A KNDS DE che gestirà il programma Leopard 2AX come capo commessa, è stato aggiudicato un contratto per sviluppare un nuovo motore, l’OLYMP PowerPack che, stante alle indiscrezioni, sarà fornito da Liebherr, abbandonando il propulsore fornito finora da MTU.
Per il Leopard 2AX è prevista l’adozione di una nuova versione del Multifunctional Self-Protection System (MUST) che, oltre a difendere il carro armato dai missili, proiettili, razzi e droni, sarà anche in grado di rilevare la fonte da cui il carro armato è inquadrato/illuminato, permettendo al equipaggio del carro armato sotto attacco di prendere le necessarie contromisure.

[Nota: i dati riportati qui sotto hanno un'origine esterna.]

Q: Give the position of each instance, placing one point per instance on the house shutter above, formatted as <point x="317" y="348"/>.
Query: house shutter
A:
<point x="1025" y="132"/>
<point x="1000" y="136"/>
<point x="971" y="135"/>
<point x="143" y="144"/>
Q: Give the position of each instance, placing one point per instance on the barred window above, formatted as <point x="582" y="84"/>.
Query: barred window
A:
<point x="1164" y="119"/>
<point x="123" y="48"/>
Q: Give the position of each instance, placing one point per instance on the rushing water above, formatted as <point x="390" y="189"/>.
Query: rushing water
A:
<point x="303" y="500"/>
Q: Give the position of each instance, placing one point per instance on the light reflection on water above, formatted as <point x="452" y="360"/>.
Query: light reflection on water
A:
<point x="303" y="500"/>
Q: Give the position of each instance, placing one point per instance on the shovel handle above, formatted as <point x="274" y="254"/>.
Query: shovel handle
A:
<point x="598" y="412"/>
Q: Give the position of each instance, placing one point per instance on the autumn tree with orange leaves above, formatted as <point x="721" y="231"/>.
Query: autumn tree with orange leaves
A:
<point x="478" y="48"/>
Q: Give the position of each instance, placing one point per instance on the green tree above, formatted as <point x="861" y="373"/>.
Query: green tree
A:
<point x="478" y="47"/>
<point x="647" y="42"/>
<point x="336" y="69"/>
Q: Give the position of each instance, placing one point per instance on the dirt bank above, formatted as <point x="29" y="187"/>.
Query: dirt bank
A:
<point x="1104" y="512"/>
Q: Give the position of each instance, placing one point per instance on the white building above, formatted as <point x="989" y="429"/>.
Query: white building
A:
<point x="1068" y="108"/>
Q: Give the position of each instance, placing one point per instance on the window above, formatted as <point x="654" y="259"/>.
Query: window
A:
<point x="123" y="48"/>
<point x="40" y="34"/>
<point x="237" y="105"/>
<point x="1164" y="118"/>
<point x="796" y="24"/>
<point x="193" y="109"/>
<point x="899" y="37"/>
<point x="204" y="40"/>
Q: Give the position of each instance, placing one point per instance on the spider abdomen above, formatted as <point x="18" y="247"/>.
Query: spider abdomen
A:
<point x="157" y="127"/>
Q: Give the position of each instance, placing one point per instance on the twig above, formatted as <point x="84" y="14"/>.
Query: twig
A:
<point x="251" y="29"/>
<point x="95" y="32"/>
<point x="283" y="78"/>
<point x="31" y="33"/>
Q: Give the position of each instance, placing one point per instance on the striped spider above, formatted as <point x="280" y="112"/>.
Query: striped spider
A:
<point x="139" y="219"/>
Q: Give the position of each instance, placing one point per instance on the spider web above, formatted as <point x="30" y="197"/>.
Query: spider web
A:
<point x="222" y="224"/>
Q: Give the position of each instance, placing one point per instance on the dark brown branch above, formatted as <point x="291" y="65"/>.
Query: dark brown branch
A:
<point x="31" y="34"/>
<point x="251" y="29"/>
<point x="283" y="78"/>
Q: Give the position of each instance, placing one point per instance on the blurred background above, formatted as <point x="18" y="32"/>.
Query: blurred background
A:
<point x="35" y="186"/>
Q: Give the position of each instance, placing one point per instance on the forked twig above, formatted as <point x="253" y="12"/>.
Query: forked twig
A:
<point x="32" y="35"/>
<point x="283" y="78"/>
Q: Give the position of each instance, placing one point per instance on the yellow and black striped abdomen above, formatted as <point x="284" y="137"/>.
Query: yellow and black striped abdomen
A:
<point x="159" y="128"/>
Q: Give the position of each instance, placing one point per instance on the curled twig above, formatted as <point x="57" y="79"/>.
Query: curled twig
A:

Come armamento principale il Leopard 2AX dovrebbe abbandonare l’attuale 120L55 per passare al 130L55 sempre sviluppato e fornito da Rheinmetall; l’adozione di questo cannone richiederà inevitabilmente un sistema di caricamento automatico visto il peso e l’ingombro della munizione da 130 mm ed è altamente probabile che per questione di spazio sarà adottata una torretta unmanned a controllo remoto, con l’equipaggio ridotto che opererà dall’interno del veicolo.
Passi in avanti sono attesi anche nel settore del Comando e Controllo (C2) per permettere a questi nuovi mezzi da combattimento di operare in rete sfruttando al meglio i dati e le immagini raccolti dai loro sensori e da tutti gli altri sistemi delle unità della Bundeswehr.
Sulla base delle esperienze belliche in Ucraina e Medio Oriente, l’armamento principale del nuovo carro armato sarà prevedibilmente integrato da RCWS per la difesa C-UAS e per l’ingaggio di bersagli secondari e da missili anticarro e/o multiruolo.